Internet fraud is rife. To protect and recover money lost to fraud, victims can apply to a civil Court in Hong Kong for a Norwich Pharmacal disclosure order and a Mareva freezing injunction against the bank accounts suspected to have dealt with the fraud money. With those orders in place money can be recovered through garnishee proceedings. Speed is of the essence and there is the cost of the proceedings to consider.
Internet fraud is generally first reported directly to the police or to the bank. Dealing with the proceeds of fraud e.g. into and out of a bank account is ‘money laundering’. Section 25 of the Organised Serious Crime Ordinance Cap 455(OSCO) sets out the offence of money laundering.
Section 25A of OSCO imposes an obligation on all financial institutions to file a “Suspicious Transaction” Report (STR) to the Joint Financial Intelligence Unit JFIU of any transactions considered suspicious.

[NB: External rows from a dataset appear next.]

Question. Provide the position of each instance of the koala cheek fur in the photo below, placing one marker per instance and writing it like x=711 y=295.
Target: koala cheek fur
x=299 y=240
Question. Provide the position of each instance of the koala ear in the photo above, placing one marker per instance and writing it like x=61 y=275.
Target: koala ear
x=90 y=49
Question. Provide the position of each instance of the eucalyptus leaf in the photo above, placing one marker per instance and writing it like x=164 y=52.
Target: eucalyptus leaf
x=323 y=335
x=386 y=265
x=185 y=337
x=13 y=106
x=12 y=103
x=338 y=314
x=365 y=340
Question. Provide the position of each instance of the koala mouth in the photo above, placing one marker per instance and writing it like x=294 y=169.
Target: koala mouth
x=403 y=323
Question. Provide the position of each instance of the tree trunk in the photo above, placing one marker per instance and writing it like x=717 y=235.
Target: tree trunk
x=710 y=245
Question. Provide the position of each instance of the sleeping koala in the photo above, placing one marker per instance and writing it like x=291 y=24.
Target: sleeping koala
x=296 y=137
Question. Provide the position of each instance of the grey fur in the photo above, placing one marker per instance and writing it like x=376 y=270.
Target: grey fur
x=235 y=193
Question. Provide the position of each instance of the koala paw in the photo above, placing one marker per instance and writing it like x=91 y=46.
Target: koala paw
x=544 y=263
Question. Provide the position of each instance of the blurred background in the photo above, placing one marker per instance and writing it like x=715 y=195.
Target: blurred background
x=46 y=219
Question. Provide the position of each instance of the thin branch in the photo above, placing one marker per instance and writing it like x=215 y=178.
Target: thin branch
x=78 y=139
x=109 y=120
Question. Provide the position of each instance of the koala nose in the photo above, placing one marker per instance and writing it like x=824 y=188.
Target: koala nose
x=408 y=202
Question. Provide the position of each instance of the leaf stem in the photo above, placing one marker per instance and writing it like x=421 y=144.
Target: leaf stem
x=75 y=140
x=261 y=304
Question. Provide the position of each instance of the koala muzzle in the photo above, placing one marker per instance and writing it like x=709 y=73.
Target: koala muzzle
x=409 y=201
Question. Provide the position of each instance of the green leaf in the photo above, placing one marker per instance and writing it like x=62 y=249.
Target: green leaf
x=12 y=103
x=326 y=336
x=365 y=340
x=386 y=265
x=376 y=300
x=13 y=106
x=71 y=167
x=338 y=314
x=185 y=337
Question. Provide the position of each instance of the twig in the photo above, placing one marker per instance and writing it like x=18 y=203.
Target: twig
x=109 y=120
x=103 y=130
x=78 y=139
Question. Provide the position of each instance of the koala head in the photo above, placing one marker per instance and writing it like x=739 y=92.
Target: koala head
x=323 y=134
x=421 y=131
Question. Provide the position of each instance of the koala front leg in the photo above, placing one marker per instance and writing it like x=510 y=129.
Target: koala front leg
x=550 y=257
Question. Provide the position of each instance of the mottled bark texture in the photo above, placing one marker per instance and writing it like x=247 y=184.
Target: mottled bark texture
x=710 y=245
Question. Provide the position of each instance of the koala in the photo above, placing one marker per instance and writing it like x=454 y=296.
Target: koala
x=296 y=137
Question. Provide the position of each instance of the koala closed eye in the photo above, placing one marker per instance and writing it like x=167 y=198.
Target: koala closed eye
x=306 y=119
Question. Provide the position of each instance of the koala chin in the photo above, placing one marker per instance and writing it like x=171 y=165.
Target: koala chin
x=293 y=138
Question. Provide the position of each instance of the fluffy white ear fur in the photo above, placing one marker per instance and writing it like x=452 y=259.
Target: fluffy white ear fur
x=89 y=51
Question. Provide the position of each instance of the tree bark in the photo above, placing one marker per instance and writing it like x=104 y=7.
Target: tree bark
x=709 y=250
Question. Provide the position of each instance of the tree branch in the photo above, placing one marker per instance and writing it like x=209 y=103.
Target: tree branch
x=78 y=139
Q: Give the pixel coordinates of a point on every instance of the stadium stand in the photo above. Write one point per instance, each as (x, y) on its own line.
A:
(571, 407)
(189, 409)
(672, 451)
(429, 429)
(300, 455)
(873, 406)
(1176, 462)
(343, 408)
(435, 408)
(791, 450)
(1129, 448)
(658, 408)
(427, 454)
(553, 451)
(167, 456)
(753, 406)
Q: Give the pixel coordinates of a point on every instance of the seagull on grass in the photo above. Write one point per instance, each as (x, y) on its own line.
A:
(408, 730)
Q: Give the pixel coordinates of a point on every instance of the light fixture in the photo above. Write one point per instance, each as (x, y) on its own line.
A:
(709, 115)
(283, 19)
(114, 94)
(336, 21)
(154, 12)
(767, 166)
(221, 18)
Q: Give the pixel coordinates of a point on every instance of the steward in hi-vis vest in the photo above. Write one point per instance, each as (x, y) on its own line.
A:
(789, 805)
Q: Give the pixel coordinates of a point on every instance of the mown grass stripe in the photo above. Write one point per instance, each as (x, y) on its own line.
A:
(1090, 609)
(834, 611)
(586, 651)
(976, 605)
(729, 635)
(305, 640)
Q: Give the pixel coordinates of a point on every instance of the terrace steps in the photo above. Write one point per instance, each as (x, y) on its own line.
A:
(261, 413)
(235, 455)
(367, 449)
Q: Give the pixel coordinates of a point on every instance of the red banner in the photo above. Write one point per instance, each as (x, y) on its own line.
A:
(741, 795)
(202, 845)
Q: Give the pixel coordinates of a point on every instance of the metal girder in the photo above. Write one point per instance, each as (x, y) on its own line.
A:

If a victim makes a complaint to a bank this will be treated as suspicious and a STR will be made. Section 25A also provides an obligation on the maker of a STR not to ‘tip off’ anyone about the making of the STR.
After receipt of a STR the JFIU may then issue a “no consent” letter. This is a letter that directs the bank, that it does not have consent to deal with the account. The JFIU will not itself handle any subsequent investigation. This is passed onto the police.
The police have powers under OSCO to apply to court for a ‘restraint order’ to freeze accounts suspected of dealing in the proceeds of crime. This is a judicial process decided by a judge. The ‘no consent’ regime is essentially an administrative power managed by the police.
The legitimacy of the ‘no consent’ regime was challenged in the case of HCAL167/2014. It was argued the regime was unconstitutional and conflicted with the Bill of Rights Ordinance and propriety rights. The court found that the ‘no consent’ regime under section 25A(2)(a) of OSCO was constitutional. The court said the section did not operate to freeze the accounts of a suspect it merely created a defence for the banks future dealings with the account after disclosure.
In the normal course of events the superintendent of the investigation unit having had a STR passed onto him for further action, would decide whether a no consent letter was warranted. In HCAL 167/2014 the court highlighted the relevant factors for consideration which included the nature of the offence; the prospect of the conviction; the value of proceeds and realizable property; the reasonable likelihood of obtaining a restraint order; the reasonable likelihood of obtaining an injunction by the victim and the preservation of proceeds of crime for confiscation. The court further found that under normal circumstances a no consent letter should not exceed six months and should be reviewed on a monthly basis.
The court decided that the decision to freeze the bank account was made by the bank and that the bank account holders could bring civil proceedings against the bank if dissatisfied. The court did not consider the practical implications and the obvious fear to a bank of criminal charges of money laundering or ‘tipping off’ if it disregarded the police ‘no consent’ letter. The court dodged the opportunity to formulate judicial rules and procedures for the police handling of the ‘no consent’ regime.
In most cases the police decision to continue with a no consent letter is justified but there will be times when it is not and account holders should have the opportunity to ask the court to intervene in the police decision and have the court decide on whether the decision is reasonable.